Oregon instituted statewide prohibition in 1915 several years before the Volstead Act established a national prohibition in 1920. In March of 1933 the Cullen–Harrison Act got the beer and wine flowing. In December of 1933 the Volstead Act was repealed. January 1, 1934 the American Liquor Exchange was created bringing new federal tax levies that replaced old dividend and gasoline taxes with new taxes on alcohol that would collect $470 million in new federal taxes on liquor. By 1935, the newly formed Oregon Liquor Control Commission had issued over 6,000 beer and wine sales licenses.

On Dec. 6, 1933, Oregonians John Wood and Ron Honeyman stood in line with other entrepreneurs eager to receive a document that would allow them to make alcoholic beverages after Prohibition had been repealed the day before. They received bonded winery number 26 and opened their business Columbia Distilleries in 1934, originally making cordials, liqueurs and fruit brandies. Capitalizing on the abundance and quality of fruit found in the Willamette Valley, they changed the name to Honeywood Winery.

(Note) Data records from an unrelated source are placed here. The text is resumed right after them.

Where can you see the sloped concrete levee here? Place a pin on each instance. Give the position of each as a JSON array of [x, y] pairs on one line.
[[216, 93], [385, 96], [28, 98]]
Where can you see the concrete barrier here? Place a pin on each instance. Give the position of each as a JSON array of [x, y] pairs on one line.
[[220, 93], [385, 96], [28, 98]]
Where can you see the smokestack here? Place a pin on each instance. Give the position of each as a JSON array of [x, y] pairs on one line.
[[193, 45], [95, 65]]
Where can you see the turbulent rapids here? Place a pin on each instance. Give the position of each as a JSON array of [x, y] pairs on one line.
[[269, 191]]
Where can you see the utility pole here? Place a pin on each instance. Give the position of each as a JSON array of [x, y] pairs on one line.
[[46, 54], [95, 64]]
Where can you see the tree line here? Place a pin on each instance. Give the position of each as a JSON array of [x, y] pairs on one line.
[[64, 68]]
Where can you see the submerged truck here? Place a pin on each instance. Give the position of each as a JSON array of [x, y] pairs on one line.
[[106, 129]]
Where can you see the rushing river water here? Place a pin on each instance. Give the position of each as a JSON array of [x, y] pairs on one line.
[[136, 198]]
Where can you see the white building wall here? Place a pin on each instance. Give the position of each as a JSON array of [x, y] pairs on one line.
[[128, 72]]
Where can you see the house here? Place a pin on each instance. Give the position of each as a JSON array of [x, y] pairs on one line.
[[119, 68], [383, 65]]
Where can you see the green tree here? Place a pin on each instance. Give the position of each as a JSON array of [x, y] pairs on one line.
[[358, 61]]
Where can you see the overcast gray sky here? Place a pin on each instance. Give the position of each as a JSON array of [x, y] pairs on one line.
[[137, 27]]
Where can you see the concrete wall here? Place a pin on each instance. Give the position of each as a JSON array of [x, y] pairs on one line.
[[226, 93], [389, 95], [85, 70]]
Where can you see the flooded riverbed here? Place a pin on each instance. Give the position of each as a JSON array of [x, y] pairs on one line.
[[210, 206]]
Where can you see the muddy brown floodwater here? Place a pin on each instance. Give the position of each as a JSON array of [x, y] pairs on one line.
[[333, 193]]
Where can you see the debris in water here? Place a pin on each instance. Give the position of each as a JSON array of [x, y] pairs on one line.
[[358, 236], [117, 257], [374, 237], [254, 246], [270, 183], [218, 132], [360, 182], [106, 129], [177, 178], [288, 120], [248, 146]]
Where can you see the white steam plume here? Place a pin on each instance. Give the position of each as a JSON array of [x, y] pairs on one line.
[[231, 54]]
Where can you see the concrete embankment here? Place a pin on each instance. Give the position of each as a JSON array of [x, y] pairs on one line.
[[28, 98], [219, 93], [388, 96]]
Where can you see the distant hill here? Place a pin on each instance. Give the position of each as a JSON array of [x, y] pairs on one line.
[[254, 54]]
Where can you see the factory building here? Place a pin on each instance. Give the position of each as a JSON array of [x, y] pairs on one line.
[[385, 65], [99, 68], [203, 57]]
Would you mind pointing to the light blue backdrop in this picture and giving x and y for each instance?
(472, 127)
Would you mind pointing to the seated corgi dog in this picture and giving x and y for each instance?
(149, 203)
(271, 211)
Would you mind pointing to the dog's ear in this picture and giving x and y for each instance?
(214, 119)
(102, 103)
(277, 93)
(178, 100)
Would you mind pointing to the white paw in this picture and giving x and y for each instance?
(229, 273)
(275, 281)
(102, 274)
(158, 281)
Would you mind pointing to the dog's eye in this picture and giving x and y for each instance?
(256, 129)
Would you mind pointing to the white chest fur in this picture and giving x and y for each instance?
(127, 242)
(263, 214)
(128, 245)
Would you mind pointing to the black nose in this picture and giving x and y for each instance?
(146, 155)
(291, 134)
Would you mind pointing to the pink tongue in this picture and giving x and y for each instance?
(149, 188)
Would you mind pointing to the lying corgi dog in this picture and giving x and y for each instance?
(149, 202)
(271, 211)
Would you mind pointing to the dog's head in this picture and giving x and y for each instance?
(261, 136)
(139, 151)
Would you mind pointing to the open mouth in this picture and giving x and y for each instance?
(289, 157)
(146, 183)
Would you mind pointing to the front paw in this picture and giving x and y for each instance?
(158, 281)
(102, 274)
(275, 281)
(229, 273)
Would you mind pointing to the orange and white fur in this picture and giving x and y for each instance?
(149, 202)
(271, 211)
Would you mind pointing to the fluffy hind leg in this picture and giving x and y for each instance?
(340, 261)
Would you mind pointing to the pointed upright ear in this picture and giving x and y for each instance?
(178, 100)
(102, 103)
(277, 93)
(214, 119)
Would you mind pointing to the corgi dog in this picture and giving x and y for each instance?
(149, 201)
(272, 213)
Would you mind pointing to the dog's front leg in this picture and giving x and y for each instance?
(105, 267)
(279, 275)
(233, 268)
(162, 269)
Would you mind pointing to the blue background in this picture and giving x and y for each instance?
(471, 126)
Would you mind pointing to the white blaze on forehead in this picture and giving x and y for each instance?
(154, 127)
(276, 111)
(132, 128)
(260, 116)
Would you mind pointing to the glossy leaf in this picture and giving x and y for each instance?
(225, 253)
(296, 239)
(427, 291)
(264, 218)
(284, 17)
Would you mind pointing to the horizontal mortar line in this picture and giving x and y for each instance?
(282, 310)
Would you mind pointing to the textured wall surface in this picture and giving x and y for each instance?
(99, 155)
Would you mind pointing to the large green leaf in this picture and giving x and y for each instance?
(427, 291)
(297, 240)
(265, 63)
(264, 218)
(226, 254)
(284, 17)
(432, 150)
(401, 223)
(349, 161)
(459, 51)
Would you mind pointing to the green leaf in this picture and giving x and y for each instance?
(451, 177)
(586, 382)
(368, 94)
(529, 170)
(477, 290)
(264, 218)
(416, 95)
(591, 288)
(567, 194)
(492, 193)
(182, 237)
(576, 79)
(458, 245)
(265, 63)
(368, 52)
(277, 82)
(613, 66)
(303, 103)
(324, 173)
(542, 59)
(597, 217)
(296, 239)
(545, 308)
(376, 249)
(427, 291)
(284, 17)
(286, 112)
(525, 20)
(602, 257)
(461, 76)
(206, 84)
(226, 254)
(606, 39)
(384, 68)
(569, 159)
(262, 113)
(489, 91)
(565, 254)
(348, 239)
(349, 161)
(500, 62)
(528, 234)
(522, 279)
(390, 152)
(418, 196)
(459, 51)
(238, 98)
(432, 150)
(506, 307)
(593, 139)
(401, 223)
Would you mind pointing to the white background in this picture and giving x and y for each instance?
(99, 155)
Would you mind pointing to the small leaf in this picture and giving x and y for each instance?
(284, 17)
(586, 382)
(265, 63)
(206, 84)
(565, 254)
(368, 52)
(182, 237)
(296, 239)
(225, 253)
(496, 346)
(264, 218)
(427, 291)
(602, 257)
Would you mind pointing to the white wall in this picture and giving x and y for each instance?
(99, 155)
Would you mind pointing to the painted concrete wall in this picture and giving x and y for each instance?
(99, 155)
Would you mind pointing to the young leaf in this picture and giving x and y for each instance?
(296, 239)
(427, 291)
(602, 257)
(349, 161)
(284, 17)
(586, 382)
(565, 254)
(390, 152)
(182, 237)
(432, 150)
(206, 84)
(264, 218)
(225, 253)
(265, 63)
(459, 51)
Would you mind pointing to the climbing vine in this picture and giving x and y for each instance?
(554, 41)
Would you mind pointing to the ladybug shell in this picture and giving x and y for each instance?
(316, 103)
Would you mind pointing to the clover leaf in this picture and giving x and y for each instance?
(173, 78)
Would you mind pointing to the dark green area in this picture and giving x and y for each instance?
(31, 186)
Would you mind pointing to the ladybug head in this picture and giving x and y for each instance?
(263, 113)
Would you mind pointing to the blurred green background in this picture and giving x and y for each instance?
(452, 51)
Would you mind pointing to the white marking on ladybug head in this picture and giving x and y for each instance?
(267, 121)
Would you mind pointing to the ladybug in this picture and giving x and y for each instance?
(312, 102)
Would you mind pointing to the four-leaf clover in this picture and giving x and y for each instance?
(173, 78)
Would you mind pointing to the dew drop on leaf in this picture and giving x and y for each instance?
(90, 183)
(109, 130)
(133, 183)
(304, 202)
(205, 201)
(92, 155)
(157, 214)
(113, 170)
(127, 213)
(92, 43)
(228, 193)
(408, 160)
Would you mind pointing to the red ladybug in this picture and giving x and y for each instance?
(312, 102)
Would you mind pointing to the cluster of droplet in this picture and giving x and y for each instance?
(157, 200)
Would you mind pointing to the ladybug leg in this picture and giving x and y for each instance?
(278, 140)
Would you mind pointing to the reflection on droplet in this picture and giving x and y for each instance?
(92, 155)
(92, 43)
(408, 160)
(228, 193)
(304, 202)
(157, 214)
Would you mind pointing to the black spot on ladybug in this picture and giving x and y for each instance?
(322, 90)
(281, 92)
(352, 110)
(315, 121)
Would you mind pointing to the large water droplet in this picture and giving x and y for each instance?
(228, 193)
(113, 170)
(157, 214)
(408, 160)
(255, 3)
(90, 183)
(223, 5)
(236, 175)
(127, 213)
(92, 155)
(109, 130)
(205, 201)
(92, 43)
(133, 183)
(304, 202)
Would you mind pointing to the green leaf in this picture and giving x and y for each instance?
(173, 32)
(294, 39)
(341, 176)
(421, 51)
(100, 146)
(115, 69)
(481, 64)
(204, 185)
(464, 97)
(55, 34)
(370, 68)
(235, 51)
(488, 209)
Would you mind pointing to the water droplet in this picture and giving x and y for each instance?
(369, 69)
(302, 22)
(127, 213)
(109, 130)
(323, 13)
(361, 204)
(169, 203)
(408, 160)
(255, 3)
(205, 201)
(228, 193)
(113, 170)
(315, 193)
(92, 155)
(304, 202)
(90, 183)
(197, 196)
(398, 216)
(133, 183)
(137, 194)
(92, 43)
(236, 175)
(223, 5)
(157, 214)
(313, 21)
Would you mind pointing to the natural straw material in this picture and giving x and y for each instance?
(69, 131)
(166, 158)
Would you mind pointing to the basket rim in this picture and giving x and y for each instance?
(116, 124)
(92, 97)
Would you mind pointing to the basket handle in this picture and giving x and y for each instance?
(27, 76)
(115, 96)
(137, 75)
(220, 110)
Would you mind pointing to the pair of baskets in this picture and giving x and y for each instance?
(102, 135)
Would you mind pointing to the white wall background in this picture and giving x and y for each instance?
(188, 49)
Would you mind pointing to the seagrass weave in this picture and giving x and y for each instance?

Today, Honeywood Winery makes some of the finest fruit wines in the world and rightly so—they have the growers of the world’s best berries, cherries, apples, apricots and pears in close proximity to the winery. Celebrating its 80th anniversary Honeywood has produced a limited edition of Wildberry wines (sounds like a great gift idea) as well as a Birthday Cake wine. I once asked Paul Gallick (current proprietor) what was the funniest thing he ever heard while working the Honeywood tasting room? Paul replied “As I tried to offer a guest a sample, the lady exclaimed; Oh no, I would never drink a wine made from fruit!”
The Gallick family marvels at the winery’s rich and vibrant history. They appreciate the work done by the original owners to market the winery throughout the United States and how they saw Oregon’s potential for making vinifera wines in the 1950s. Vice President Marlene Gallick admires how Mary Reinke started at the winery as a secretary, only to be asked to rescue the company from bankruptcy in 1962 and became its president in 1963, one of only a few women in the United States to be the president of a winery.

In 1972, there were only nine wineries in Oregon. Honeywood was not only the largest fruit winery, it was the largest winery in Oregon, outselling the other eight wineries 3 to 1. On Jan. 1, 1974, William F. Miller, Paul Gallick and Charles Newman purchased 70 percent of the stock in Honeywood from Mary Reinke. The Gallick family obtained the majority of the stock in the winery in 1982.

“We take great pride in being Oregon’s oldest winery and having participated in the state’s industry that has blossomed from only nine wineries in 1972 to more than 500 today,” Marlene Gallick said.

Today, Marlene and Paul Gallick’s children are responsible for helping run the winery, with Kyle Blair working as the vineyard and cellar manager, and Lesley Gallick as the marketing and gourmet/retail store manager.